Sunday 13 November 2011

Stoke Golding

Stoke Golding is a village and civil parish in the Hinckley and Bosworth district of Leicestershire, England, which lies in the heart of England, in South West Leicestershire, close to the Warwickshire county border. According to the 2001 census the total population was 1,721, living in just over 700 houses. The village is 16 miles from the City of Leicester, about three miles north-west of the market town of Hinckley, and 4 miles along scenic country lanes from the village of Fenny Drayton, the birth place and childhood home of George Fox (the founder of the worldwide Religious Society of Friends (Quaker) movement). Stoke Golding has an impressive Grade 1 listed Saxon church, that of St Margaret of Antioch, a Church of England church in the Diocese of Leicester. The church is roughly in the centre of the village, and is a good example of the churches of that period of time. The primary school children (4 years to 11 years) of Stoke Golding and nearby villages mostly attend the well respected St Margret's Church of England Primary School that is located next to the church within the village. The village is bordered on one side by the Ashby Canal, well used for recreational purposes. There is a Methodist church in the village that was first opened in 1857. Three pubs and The Stoke Golding Club have regular entertainment.

History

Stoke Golding's unique historical claim to fame, is that in 1485 the people of the village witnessed the rural coronation of Henry VII, the first Tudor monarch. After his defeat of King Richard III, last of the Plantagenets at the Battle of Bosworth Field marking the end of the Wars of the Roses and heralded the accession to the throne of three Tudor Kings and two Queens. So doing Stoke Golding claims to be the "Birthplace of the Tudor Dynasty". After Henry Tudor was victorious over Richard III at the Battle of Bosworthfield, which took place in the healthy marshland known as the Redemore between Stoke Golding, Dadlington, Shenton, and Sutton Cheney. Henry's entourage retired to hilly ground near the village of Stoke Golding.
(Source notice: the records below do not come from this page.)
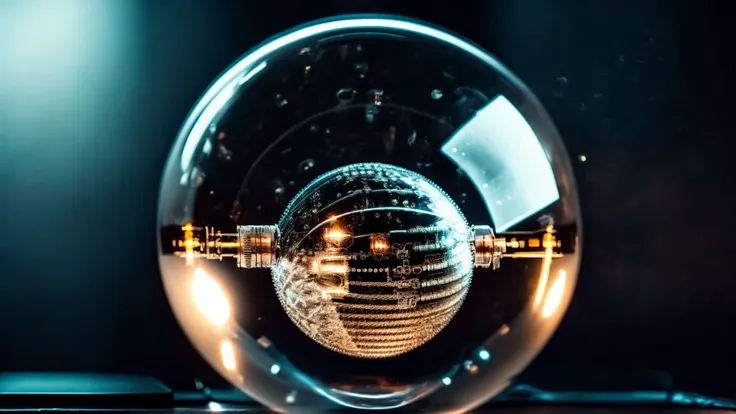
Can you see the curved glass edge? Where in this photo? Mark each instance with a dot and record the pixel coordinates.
(212, 340)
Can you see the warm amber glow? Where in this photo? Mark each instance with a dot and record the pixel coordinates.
(554, 296)
(543, 276)
(334, 268)
(379, 244)
(210, 299)
(336, 235)
(228, 355)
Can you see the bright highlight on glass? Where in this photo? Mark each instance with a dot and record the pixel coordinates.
(351, 197)
(228, 355)
(502, 155)
(554, 296)
(209, 298)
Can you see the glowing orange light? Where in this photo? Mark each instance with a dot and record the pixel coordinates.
(379, 244)
(554, 296)
(334, 268)
(336, 235)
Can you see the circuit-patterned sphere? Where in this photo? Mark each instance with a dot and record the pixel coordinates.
(374, 261)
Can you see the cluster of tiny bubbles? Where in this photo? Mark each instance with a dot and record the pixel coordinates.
(377, 96)
(412, 138)
(280, 100)
(345, 95)
(305, 165)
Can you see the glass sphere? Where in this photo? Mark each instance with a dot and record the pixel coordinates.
(375, 260)
(329, 200)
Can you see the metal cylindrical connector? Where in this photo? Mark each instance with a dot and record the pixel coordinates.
(258, 245)
(487, 248)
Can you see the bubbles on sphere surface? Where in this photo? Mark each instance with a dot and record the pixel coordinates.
(368, 212)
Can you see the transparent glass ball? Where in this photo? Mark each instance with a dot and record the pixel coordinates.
(368, 212)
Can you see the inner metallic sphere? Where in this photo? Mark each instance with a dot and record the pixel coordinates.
(375, 260)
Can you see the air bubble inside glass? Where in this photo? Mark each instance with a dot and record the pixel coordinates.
(368, 212)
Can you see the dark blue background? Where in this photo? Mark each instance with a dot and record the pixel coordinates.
(93, 92)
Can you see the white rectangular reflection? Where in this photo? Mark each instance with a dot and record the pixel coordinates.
(502, 156)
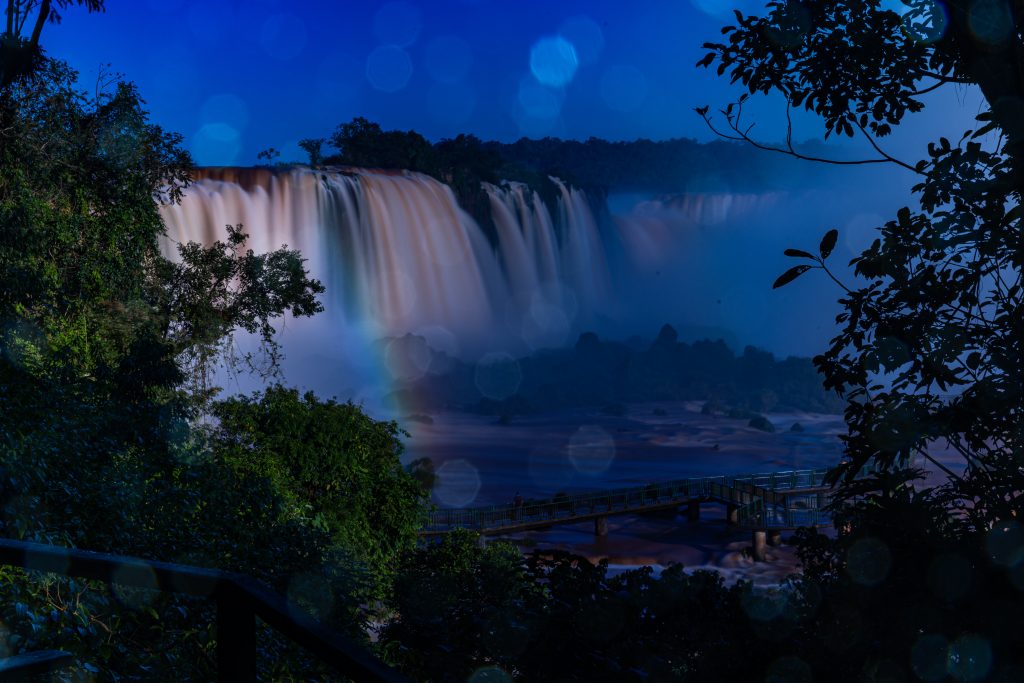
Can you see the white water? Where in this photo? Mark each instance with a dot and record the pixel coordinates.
(398, 255)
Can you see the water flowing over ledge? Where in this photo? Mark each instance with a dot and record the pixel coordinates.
(398, 255)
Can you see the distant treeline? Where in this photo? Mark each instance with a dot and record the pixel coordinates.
(607, 375)
(667, 166)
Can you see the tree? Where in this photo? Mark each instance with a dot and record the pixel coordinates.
(930, 350)
(97, 450)
(19, 49)
(332, 461)
(312, 146)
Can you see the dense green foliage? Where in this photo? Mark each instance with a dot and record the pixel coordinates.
(332, 463)
(105, 353)
(558, 617)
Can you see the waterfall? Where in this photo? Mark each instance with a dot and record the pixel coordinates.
(398, 255)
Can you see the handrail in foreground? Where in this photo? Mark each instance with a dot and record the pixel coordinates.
(240, 600)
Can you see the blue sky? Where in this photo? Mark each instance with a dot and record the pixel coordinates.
(238, 77)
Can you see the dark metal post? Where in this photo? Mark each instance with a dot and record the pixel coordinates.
(236, 637)
(693, 511)
(759, 543)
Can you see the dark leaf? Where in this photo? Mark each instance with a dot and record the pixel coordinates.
(828, 243)
(790, 275)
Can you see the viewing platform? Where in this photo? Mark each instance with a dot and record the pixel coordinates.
(766, 504)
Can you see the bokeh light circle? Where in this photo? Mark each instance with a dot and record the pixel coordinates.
(458, 483)
(216, 144)
(389, 69)
(592, 450)
(538, 101)
(553, 61)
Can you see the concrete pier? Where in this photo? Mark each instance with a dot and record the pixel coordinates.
(759, 546)
(693, 511)
(732, 514)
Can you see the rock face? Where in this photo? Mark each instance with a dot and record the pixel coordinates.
(762, 423)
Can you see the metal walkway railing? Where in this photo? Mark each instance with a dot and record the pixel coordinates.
(763, 500)
(240, 600)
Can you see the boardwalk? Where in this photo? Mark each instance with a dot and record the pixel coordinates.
(763, 503)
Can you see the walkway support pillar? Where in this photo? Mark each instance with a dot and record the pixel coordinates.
(732, 514)
(760, 541)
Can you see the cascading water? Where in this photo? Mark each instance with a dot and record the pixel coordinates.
(398, 255)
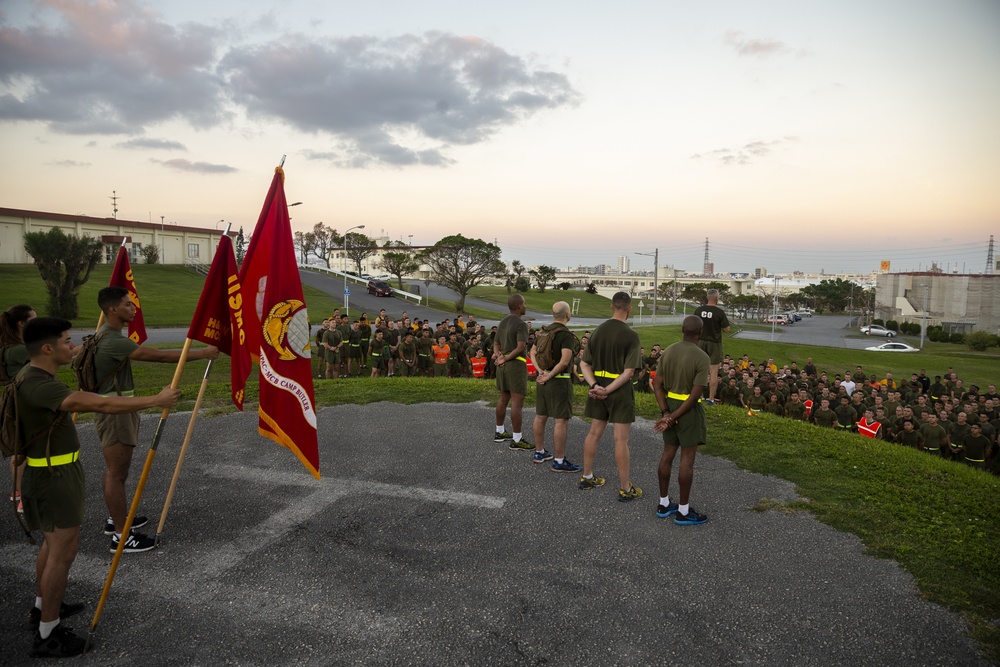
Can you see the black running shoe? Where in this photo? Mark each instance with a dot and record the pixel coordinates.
(62, 643)
(65, 611)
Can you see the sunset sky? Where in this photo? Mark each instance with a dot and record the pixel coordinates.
(793, 135)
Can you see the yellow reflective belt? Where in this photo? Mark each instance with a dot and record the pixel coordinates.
(58, 460)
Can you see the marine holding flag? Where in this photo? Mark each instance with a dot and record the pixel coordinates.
(277, 328)
(218, 319)
(121, 276)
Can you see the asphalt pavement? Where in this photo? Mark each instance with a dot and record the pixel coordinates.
(426, 543)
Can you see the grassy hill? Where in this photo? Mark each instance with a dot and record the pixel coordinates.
(168, 293)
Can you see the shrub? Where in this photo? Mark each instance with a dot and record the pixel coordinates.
(980, 341)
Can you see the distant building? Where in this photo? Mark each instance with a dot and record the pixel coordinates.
(959, 303)
(177, 244)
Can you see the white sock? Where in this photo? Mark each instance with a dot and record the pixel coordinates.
(45, 629)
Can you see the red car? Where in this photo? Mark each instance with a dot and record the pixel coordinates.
(379, 288)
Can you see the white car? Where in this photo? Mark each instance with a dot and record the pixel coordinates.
(893, 347)
(877, 330)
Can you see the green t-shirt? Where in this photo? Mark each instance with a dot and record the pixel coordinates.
(681, 367)
(15, 358)
(511, 331)
(114, 347)
(38, 401)
(612, 348)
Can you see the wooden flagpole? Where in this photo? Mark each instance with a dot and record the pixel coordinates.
(183, 452)
(137, 496)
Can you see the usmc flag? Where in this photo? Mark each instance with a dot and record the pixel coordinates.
(121, 276)
(277, 328)
(218, 319)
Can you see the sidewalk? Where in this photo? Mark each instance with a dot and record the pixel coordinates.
(426, 543)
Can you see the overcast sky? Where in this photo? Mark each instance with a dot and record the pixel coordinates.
(793, 135)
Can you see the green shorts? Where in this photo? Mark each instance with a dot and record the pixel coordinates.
(690, 430)
(513, 377)
(713, 350)
(554, 398)
(617, 408)
(117, 429)
(53, 501)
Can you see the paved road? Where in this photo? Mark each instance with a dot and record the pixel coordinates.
(427, 544)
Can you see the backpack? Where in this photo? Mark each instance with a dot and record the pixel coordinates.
(85, 367)
(544, 340)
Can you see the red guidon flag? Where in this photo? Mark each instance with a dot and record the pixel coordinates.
(218, 319)
(277, 328)
(121, 276)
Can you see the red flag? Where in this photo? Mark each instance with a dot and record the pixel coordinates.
(121, 276)
(277, 328)
(218, 319)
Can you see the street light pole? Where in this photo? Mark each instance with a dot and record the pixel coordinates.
(347, 308)
(656, 277)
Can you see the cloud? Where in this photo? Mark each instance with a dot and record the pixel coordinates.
(439, 88)
(745, 154)
(156, 144)
(70, 163)
(108, 68)
(197, 167)
(760, 48)
(112, 68)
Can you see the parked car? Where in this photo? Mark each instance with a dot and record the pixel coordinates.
(877, 330)
(893, 347)
(379, 288)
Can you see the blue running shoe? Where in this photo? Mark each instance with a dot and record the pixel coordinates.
(565, 466)
(541, 456)
(665, 511)
(692, 518)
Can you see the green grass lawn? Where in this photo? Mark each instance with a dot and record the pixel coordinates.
(168, 293)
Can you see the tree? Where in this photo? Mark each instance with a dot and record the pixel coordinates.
(359, 248)
(543, 275)
(460, 264)
(323, 240)
(65, 263)
(150, 253)
(399, 262)
(241, 246)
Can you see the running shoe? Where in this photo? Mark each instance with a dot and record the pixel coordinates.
(109, 525)
(633, 493)
(62, 643)
(592, 483)
(542, 456)
(521, 446)
(65, 611)
(664, 511)
(565, 466)
(136, 543)
(692, 518)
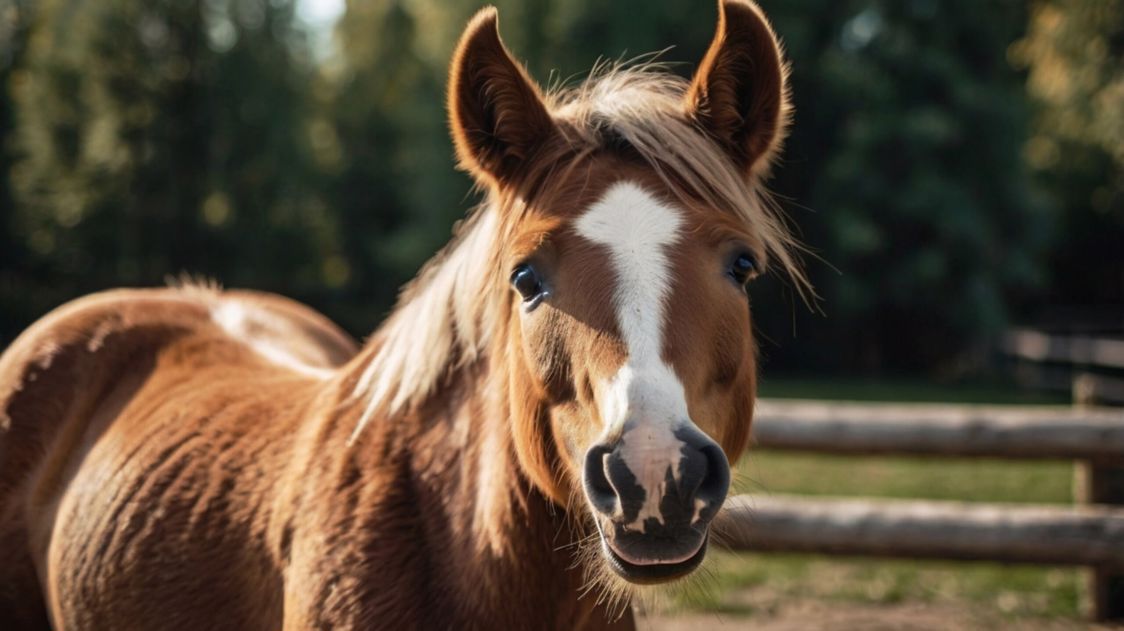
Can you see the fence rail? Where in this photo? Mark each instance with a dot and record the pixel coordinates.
(1090, 534)
(941, 430)
(1086, 535)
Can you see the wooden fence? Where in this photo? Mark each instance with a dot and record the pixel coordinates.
(1090, 533)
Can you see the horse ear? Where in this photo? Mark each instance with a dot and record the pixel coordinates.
(496, 111)
(739, 95)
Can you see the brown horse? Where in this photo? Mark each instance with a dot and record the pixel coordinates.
(542, 426)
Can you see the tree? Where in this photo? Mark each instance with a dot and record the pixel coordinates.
(161, 137)
(1075, 55)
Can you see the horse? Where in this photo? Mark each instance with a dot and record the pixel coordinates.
(540, 432)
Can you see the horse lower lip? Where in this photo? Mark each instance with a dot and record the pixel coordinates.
(654, 573)
(670, 560)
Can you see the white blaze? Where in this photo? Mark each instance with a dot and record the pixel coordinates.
(637, 230)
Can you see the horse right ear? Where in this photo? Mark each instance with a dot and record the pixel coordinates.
(497, 115)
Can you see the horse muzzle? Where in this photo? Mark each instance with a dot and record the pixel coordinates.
(654, 493)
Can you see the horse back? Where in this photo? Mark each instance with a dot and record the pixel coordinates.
(112, 366)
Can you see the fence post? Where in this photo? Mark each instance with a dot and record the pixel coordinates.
(1098, 483)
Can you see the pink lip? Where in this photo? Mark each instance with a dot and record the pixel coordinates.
(658, 560)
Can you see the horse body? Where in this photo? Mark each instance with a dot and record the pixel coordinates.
(189, 487)
(542, 425)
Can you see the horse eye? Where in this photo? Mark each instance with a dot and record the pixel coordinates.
(742, 268)
(526, 281)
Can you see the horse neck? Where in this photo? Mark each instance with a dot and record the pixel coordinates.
(500, 553)
(495, 533)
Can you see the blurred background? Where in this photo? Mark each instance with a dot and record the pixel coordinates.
(955, 168)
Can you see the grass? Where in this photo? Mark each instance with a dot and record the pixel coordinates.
(757, 584)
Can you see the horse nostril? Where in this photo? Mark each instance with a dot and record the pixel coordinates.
(716, 483)
(600, 493)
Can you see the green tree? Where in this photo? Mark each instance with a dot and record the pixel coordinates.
(1075, 54)
(161, 137)
(909, 125)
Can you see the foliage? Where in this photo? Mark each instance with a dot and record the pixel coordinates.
(162, 137)
(1075, 53)
(156, 137)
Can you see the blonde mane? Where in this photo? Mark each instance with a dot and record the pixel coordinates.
(444, 318)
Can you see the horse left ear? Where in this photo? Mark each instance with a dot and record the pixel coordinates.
(739, 96)
(497, 115)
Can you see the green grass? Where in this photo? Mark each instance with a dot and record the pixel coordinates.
(755, 584)
(758, 584)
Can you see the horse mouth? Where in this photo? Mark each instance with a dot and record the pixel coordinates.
(658, 565)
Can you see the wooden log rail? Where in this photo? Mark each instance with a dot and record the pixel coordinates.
(1091, 535)
(941, 430)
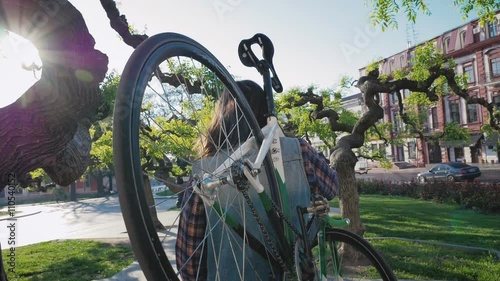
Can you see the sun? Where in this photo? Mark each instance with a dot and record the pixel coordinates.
(16, 56)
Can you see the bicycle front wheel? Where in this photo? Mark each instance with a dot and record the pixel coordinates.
(166, 101)
(351, 257)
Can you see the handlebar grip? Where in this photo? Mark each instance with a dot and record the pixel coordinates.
(248, 58)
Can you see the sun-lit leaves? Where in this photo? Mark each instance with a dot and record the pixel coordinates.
(454, 131)
(384, 12)
(418, 99)
(485, 9)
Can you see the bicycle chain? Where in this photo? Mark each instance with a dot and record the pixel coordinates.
(267, 237)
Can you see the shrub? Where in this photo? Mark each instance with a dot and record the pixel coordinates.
(472, 195)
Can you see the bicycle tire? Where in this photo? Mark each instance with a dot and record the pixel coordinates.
(369, 263)
(153, 252)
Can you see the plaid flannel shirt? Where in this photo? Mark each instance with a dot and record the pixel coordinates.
(322, 179)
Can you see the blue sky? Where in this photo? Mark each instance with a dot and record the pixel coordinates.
(316, 42)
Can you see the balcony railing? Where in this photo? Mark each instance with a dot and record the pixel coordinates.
(491, 77)
(435, 127)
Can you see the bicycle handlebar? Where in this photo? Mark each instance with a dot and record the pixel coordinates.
(248, 58)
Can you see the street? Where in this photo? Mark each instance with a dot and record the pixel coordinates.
(488, 174)
(90, 218)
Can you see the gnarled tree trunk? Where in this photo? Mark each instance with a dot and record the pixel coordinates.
(48, 126)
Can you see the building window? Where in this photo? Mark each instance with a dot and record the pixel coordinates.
(462, 39)
(400, 153)
(495, 66)
(472, 113)
(446, 45)
(493, 28)
(412, 150)
(469, 70)
(435, 123)
(496, 102)
(455, 112)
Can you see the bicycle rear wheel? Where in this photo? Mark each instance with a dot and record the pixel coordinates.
(165, 102)
(351, 257)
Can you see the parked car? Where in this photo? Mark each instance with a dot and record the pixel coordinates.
(452, 171)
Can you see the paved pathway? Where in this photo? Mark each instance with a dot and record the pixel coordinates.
(98, 218)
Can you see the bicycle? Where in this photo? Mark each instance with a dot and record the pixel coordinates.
(307, 245)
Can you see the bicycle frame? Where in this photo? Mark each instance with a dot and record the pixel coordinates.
(270, 144)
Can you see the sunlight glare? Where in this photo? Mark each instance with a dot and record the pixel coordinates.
(16, 52)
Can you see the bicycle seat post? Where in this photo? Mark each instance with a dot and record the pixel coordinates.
(264, 66)
(265, 71)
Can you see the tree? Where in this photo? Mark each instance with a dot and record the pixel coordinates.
(58, 110)
(384, 11)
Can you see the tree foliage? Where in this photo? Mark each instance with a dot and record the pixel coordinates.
(384, 12)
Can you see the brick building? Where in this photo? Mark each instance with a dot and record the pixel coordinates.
(476, 51)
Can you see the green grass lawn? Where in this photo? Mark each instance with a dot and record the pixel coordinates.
(68, 260)
(386, 216)
(165, 193)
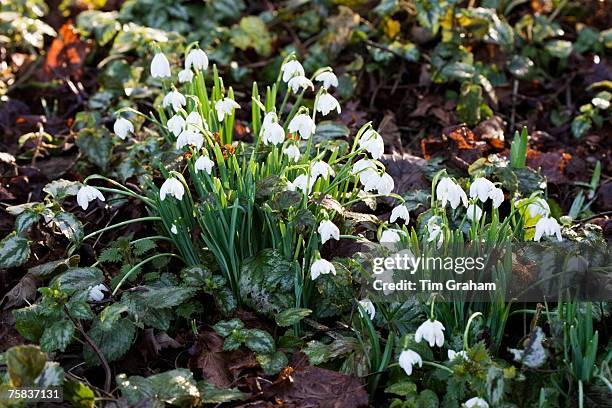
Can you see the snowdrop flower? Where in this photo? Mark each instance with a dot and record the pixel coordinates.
(328, 78)
(328, 230)
(327, 103)
(290, 69)
(449, 191)
(293, 153)
(87, 194)
(224, 107)
(173, 187)
(373, 143)
(190, 137)
(474, 212)
(122, 127)
(391, 236)
(549, 227)
(368, 306)
(196, 59)
(320, 168)
(409, 358)
(432, 331)
(476, 403)
(298, 82)
(160, 67)
(176, 124)
(321, 267)
(452, 354)
(185, 75)
(400, 212)
(96, 293)
(302, 124)
(176, 99)
(204, 164)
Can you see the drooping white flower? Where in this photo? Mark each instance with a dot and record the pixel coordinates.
(408, 359)
(449, 191)
(302, 124)
(328, 230)
(185, 75)
(320, 168)
(160, 67)
(176, 124)
(476, 403)
(96, 293)
(298, 82)
(190, 137)
(291, 69)
(474, 212)
(547, 227)
(86, 194)
(452, 354)
(204, 164)
(391, 236)
(432, 331)
(373, 143)
(122, 127)
(328, 78)
(225, 107)
(321, 267)
(196, 59)
(368, 307)
(327, 103)
(173, 187)
(174, 98)
(401, 211)
(293, 153)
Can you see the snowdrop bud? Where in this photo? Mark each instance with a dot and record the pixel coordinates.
(196, 59)
(87, 194)
(96, 293)
(302, 124)
(293, 153)
(173, 187)
(122, 127)
(328, 78)
(327, 103)
(290, 69)
(185, 75)
(368, 306)
(160, 67)
(298, 82)
(321, 267)
(432, 331)
(328, 230)
(409, 358)
(400, 212)
(174, 98)
(474, 212)
(225, 107)
(204, 164)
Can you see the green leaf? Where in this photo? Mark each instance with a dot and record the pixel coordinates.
(291, 316)
(259, 341)
(57, 336)
(272, 363)
(14, 251)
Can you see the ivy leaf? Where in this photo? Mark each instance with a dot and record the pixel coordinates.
(14, 251)
(291, 316)
(259, 341)
(57, 336)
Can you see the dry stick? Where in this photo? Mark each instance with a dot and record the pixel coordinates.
(95, 348)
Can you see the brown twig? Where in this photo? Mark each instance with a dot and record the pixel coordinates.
(94, 347)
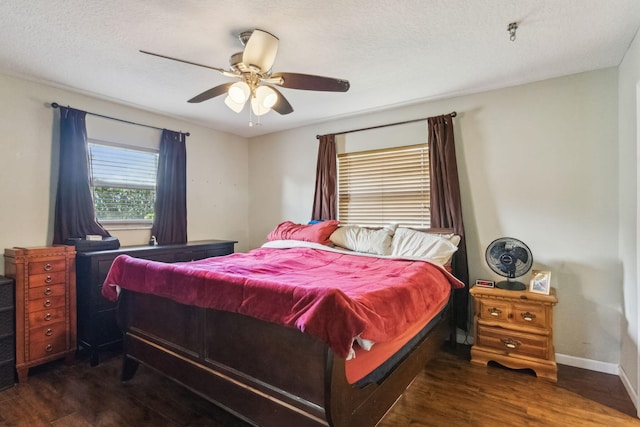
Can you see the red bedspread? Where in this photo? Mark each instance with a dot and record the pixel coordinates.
(332, 296)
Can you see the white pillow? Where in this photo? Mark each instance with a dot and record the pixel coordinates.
(416, 244)
(367, 240)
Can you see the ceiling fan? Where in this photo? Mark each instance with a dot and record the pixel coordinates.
(256, 82)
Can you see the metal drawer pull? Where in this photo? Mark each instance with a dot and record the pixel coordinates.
(511, 343)
(495, 312)
(529, 317)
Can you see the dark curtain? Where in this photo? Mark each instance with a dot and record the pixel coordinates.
(324, 201)
(446, 205)
(75, 214)
(170, 219)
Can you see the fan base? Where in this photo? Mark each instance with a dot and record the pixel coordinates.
(510, 285)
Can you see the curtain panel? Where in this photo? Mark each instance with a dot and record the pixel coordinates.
(446, 204)
(170, 218)
(325, 198)
(75, 214)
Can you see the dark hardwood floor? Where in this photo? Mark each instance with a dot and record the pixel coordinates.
(449, 392)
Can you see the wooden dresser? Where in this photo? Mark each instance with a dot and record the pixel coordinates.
(45, 295)
(7, 334)
(515, 329)
(97, 325)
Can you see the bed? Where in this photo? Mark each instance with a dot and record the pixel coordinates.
(266, 336)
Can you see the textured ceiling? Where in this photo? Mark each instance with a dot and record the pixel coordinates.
(393, 52)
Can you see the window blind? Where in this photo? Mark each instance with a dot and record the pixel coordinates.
(123, 181)
(382, 186)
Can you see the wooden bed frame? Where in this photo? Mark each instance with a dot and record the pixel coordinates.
(265, 374)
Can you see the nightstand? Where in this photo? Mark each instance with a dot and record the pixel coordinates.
(514, 329)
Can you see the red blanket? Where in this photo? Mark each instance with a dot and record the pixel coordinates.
(332, 296)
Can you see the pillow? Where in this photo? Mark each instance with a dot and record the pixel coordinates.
(417, 244)
(362, 239)
(317, 233)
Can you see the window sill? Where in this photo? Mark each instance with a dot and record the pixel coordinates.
(126, 225)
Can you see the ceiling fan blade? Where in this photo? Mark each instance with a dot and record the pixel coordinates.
(211, 93)
(260, 50)
(186, 62)
(311, 82)
(281, 106)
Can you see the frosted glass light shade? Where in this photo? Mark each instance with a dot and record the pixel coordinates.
(239, 92)
(265, 98)
(235, 106)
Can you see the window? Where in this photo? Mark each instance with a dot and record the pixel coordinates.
(123, 182)
(382, 186)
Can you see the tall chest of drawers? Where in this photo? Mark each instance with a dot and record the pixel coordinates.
(515, 329)
(45, 308)
(97, 325)
(7, 334)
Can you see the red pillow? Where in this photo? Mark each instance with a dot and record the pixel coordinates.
(317, 233)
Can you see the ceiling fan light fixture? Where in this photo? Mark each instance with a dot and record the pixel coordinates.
(239, 92)
(235, 106)
(266, 96)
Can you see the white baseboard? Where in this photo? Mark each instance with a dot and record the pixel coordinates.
(628, 385)
(592, 365)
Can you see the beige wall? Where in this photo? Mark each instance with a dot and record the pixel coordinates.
(629, 122)
(217, 176)
(537, 162)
Here the impromptu coronation of King Henry VII was performed with a circlet by tradition retrieved from a nearby thornbush. This area became known as Crown Hill and Crownhill Field. Historical local accounts of the Battle of Bosworth field tell of the villagers climbing on to the battlements of the church of St Margaret of Antioch to view the bloody battle on the 22nd August 1485. The window sills of the Church show grooves which legend has it were caused by the soldiers sharpening their swords and axes on the eve of the battle. After the fighting large pits were dug around Stoke Golding and the villages of Dadlington and Fenny Drayton, the nearest villages to the complete site of the battlefield, for the burial of the dead. King Henry VII then reward some of his followers and Knighting the more senior of his supporters.
The claim to the birthplace of the Tudors is also claimed by Penmynydd on Anglesey.

Notable people

  • Sir Henry Firebrace
  • Martine Croxall - English journalist and television news presenter.